AW: There is no separation between the personal and the political. It is all one. The political is personal. Metaphor is real. As a writer, this is how I invite the reader to see the world in fresh ways, give a new perspective that keeps the senses awake and engaged. Each generation has a way of forgetting, and as a poet, I believe I’m here to help them (re)member. To join them with the forgotten parts, to welcome them into freedom.

BBF:Do you have a relationship with magical practice or the word magic? If so in what ways is it significant to you? Is it related to your writing process/your politics?

AW: I believe magic as a kind of consciousness. The way language is used is magic. As a writer, I’m creating worlds and states of feeling that expand and/or manipulate the reader’s consciousness. Each poem is a room to enter, a book is another way of saying house.

BBF: How might you describe a queer occult?

AW: If secrecy is an element of being a part of the occult, then nonheteronormative practices have operated for centuries and decades in the shadows. In the backrooms. In secrecy. In closets. What I think is necessary is mentorship, intergenerational conversations where knowledge is passed down, and the creation of archives throughout LGBTQIA communities, not just in popular cities. We need to see ourselves, diversely, to counter and balance the narratives that operate in popular culture, and create our own models for storytelling — to be queer in the fabric of our craft. Like the hammer is queer because of the queer hand that wields it, and queer is this possibility that defies our imaginary. A different kind of knowledge is able to enter our intelligence when we are open in our exchanges, we learn to use our imaginations beyond what is expected of us.

Arisa White Nye Lyn Tho

BBF: As I read your book, You’re the Most Beautiful Thing that Happened I encounter various relational constellations or vignettes of encounter that illuminate the experience of intersectional identity in various locations i.e. on a road trip, at the temple, on the bus, in dreams…can you speak to the ways the relationship between site and identity are at work in this text?

AW: Every site has its ethos, its ways, customs that act on our expression, which impacts the degrees in which we live in aspects of our identity, in our bodies.
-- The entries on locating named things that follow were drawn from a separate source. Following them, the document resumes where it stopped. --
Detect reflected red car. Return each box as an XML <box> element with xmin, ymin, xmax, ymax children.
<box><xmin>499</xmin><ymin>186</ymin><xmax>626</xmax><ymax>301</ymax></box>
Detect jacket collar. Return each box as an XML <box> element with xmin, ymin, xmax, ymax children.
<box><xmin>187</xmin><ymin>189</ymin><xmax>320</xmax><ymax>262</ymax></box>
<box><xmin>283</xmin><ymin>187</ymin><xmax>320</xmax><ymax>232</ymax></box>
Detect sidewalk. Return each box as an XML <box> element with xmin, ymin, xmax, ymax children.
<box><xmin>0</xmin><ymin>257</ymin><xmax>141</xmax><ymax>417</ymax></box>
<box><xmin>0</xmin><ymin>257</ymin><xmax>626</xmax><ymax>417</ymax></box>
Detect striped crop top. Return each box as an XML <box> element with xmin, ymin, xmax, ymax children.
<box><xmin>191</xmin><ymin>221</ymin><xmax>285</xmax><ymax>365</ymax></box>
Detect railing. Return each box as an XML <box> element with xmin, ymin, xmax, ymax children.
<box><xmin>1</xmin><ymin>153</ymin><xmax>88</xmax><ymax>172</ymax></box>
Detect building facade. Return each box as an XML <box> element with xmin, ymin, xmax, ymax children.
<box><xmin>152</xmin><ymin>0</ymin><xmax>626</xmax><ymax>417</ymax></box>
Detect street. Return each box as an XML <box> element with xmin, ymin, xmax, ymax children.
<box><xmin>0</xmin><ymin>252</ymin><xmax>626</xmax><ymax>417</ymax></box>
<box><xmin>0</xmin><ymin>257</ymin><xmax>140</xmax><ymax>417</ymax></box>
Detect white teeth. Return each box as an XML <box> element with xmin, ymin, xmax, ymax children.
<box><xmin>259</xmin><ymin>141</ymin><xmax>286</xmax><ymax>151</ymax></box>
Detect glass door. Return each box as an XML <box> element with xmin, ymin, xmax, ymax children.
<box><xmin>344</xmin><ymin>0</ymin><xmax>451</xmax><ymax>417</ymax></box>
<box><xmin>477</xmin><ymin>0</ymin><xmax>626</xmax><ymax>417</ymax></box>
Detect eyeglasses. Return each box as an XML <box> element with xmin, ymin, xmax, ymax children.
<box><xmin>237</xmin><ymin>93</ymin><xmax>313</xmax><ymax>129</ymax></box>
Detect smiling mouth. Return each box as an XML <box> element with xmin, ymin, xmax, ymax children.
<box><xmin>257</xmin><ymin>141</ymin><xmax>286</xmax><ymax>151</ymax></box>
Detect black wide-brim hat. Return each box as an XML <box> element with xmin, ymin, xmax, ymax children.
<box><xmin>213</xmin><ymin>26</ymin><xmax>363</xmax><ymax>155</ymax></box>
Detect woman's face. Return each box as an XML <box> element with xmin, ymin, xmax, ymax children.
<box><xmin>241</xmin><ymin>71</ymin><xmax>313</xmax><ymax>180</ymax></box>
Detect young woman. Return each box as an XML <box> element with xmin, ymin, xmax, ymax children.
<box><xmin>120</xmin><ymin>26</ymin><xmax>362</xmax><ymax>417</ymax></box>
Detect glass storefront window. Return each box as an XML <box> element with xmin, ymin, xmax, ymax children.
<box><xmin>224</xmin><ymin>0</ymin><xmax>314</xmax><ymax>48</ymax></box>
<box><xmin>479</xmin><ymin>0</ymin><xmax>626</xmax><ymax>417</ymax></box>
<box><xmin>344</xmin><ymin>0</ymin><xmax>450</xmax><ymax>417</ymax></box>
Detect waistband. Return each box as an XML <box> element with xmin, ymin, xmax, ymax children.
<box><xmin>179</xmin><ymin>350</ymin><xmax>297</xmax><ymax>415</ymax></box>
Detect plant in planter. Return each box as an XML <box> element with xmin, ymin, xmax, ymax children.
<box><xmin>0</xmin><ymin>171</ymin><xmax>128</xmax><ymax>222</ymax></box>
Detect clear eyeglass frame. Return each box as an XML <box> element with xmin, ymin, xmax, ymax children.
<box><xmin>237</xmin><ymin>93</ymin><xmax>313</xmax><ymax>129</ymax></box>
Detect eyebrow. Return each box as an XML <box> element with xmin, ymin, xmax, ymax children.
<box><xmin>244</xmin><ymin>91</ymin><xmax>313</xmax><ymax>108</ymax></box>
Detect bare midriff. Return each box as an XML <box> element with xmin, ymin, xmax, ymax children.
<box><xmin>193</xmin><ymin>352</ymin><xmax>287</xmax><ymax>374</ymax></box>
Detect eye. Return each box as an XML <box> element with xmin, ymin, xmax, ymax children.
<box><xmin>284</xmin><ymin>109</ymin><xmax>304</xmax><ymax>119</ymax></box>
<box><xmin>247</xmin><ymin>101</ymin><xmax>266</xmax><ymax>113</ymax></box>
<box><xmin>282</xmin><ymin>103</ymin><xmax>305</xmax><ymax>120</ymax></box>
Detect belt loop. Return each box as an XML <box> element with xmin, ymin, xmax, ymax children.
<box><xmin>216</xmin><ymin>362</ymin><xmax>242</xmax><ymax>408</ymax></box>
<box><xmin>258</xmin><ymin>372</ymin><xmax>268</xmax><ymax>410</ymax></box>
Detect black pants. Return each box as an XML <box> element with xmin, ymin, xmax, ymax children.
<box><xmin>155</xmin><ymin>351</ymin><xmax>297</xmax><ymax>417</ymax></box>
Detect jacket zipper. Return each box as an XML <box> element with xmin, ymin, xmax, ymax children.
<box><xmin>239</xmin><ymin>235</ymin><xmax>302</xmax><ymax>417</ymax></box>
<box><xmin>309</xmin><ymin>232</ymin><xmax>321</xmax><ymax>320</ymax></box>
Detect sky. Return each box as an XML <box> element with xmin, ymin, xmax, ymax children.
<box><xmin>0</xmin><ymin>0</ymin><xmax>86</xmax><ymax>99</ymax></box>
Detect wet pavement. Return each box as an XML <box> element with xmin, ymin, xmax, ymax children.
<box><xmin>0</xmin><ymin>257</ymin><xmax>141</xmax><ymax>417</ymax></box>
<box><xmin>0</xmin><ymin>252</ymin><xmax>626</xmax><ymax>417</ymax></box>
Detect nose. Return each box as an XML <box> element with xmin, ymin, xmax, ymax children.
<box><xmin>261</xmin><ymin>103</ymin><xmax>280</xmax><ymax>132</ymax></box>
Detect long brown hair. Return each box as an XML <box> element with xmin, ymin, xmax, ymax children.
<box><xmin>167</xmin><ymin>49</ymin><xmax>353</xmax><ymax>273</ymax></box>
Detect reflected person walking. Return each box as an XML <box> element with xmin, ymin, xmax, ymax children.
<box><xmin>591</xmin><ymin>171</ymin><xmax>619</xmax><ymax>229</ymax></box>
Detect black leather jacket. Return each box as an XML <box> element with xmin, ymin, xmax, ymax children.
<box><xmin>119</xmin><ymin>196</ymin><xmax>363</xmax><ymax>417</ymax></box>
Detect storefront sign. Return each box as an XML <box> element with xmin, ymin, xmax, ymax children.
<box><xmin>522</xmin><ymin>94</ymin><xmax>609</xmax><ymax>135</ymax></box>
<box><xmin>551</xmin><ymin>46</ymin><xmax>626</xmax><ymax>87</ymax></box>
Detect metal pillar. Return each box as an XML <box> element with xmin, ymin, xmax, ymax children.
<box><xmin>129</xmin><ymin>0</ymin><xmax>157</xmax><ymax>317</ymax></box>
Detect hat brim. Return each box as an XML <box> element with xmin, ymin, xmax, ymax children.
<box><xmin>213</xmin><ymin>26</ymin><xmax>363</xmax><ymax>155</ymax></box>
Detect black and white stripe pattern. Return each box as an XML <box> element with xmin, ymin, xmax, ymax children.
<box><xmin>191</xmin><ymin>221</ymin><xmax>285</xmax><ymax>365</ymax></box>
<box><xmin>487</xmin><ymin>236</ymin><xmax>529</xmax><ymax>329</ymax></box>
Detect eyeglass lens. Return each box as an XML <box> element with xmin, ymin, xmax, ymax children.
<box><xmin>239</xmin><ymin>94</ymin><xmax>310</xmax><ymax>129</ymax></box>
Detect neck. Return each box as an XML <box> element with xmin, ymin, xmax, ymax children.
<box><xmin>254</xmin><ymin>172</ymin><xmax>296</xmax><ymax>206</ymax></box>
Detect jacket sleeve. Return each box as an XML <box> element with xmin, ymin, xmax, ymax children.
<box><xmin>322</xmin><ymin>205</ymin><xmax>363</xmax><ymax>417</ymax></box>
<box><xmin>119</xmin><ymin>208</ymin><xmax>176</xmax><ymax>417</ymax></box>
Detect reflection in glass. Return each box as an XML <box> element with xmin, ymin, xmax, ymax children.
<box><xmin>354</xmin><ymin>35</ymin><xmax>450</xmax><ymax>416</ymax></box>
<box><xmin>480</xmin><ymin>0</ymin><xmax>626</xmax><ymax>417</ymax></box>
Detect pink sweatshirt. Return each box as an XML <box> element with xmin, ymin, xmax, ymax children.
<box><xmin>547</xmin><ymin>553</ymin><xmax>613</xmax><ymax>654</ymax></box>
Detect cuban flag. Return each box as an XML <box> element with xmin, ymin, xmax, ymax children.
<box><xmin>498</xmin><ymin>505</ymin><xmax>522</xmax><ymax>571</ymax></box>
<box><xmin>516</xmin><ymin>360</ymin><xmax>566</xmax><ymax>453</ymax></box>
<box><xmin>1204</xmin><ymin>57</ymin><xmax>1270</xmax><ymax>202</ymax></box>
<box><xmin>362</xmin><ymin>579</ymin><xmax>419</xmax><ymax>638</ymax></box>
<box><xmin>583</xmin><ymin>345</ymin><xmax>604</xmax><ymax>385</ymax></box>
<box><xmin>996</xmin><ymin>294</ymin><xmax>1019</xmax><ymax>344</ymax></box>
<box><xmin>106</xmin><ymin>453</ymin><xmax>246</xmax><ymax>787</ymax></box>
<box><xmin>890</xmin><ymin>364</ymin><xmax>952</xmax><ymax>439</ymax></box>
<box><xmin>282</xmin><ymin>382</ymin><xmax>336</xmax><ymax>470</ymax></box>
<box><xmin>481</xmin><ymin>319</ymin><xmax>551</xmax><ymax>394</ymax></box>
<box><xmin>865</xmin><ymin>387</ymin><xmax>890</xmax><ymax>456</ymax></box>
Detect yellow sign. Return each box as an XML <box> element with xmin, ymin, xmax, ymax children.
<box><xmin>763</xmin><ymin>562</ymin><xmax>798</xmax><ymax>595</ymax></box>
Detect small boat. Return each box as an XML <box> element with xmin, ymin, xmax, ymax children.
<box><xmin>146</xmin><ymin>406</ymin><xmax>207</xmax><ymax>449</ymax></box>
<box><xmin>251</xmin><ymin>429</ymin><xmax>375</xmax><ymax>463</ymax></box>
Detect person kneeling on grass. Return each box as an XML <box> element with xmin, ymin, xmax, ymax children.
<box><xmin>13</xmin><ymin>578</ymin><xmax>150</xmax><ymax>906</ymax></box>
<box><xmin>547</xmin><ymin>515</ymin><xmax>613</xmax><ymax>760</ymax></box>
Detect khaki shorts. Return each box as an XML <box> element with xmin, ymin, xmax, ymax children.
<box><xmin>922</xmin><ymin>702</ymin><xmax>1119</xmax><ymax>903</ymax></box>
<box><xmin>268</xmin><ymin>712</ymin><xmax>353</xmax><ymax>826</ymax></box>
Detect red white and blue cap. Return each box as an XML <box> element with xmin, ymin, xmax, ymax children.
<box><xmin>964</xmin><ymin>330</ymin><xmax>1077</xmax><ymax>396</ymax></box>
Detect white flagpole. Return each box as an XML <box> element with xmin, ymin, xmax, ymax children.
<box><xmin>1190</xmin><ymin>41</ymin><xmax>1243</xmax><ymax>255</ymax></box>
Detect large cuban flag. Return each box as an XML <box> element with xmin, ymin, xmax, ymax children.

The poems and verse in You’re The Most engages with this understanding in evocative ways to call attention to human behavior.

BBF: I am curious about the role earth plays in your book, I mean to say the presence of the dirt and cultivation, how this shows up at seemingly various moments in/across time. Can you speak to the role earth/growth/dirt/cultivation plays in this collection?

AW: Earth as the thing/place you’re bound to, where you will return at death. From the buried comes trees, something that will participate again in the ecosystem. When I went to graduate school, I was surrounded by farmlands. Tilled earth is so sensuous, alive, and I began to understand life in a different way than what I learned in the city; life as dynamic stillness — and from that stillness comes the corn and pumpkin for us to eat! Emotionally this collection grapples with loss, and so the earth reminded me that something will come of this pain and grief, something will grow out of the emptiness and apathy that is felt. I learned too to be with the weight of it all. A different relationship to gravity. To be here, and what it meant to be here, in the moment of life.

BBF: The East Bay Express recently wrote a lovely review of your book, calling it a “Love letter to queer black women,” and describing it as “documenting the lives of women she’s met — or conjured — throughout her tenure as a Black woman writer,” and as “a sort of communal autobiography.” Can you speak to these descriptions and how you see them operating in this work?

AW: I’m telling stories about the lives I’ve encountered, my personal experiences as well — a creative (non)fiction of lives and living. The “I” is a communal I, as a gaze, as a position, as a location. It can be shared.